We had also been anxiously looking forward to this scan as we expected it to be the 3D scan, and had asked several times when we could expect it. Up to now, all the scans had been of bone and cavity measurements. The 3D scans we saw of other IP's babies were so amazing and gave you a sense of what the baby would look like. Both our families were eager to "see" the baby for the first time.
Unfortunately, we just got a normal scan. And due to the size, the email was slow to load the report and scan, so we could read the email header first and noticed that Gourav was CC'd. Gourav is from the account billing department of SCI, so it's never good to see his name on an email, routine or not. This was not a routine email, as we had paid our stage 2 payment for weeks 16-24 already.
So we knew there was a problem with the pregnancy.
Again.
That would require more money.
Again.
When we finally got the scan and report downloaded, the report showed there was a complication. I have waited to post an update until we knew more information. In the past I've freaked out whenever we got an update that wasn't "normal." While this case was not much different, I did not go into a full-blown panic. I've learned that there is nothing I can do about the situation except manage my emotions.

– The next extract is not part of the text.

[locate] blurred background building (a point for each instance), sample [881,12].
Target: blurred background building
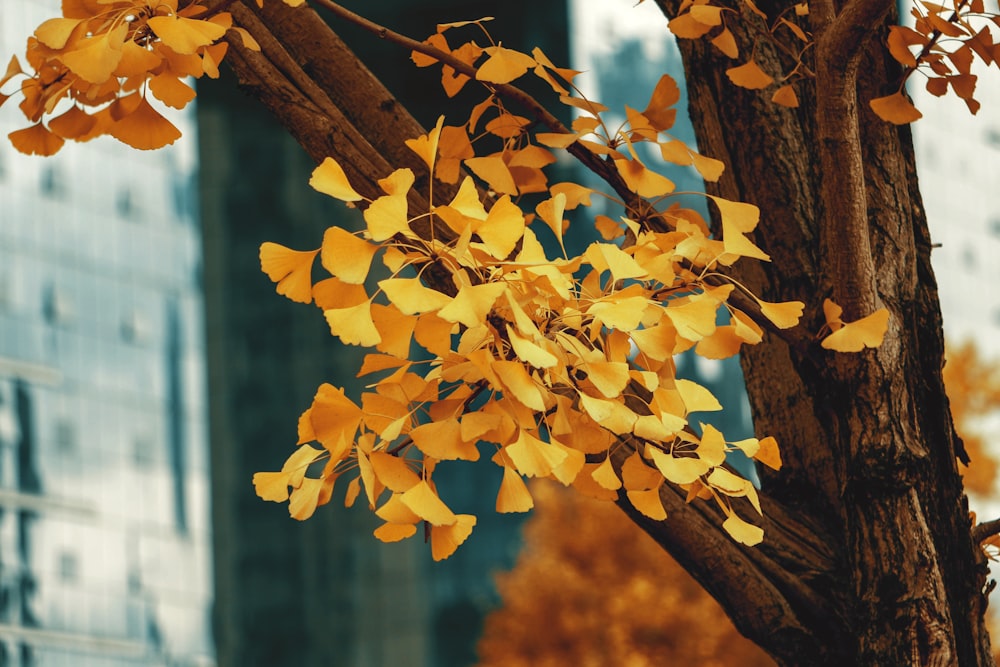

Greetings from SCI Healthcare !!
We hope you are doing fine.
We would like to inform you that we did Meera's scan yesterday as per our schedule.
Kindly find attached herewith the reports for the same.
We would like to inform you that our Obstetrician & Urologist- Dr. Vishal have reviewed the reports and noted that it shows "Maternal right kidney is hydronephrotic".
In view of the same, we arranged her meeting with our Specialist Physician- Dr. Sinha.
We are also doing further investigations to check for any issue related to this.
Please note that Meera is doing fine and not complaining of any thing.
We will keep you updated with further progress.
With
Best Regards,
LalitSCI Healthcare
The USG scan showed that everything with the baby was fine. However, the USG report showed that Meera's right kidney was hydronephrotic. She would need to be seen by a specialist, thus the need for us to transfer 20,000 INR to Gourav. I'm sure it would have cost much more in the U.S. to see a specialist, but in the U.S. at least it could have been covered by insurance.
Not being medical people, we reached out to our medical friends to find out more about this diagnosis. As I think most IP do, we fear what the worst case could be, whether or not this is probable or remotely possible. Luckily, Meera was not in any pain or complaining of anything. We learned that asymptomatic hydronephrosis can be common in pregnant women, since the fetus can compress the mother's ureter. Treatment for hydronephrosis, depending on the severity, could be conservative with analgesics and antibiotics, up to catheterization and ultimately surgery.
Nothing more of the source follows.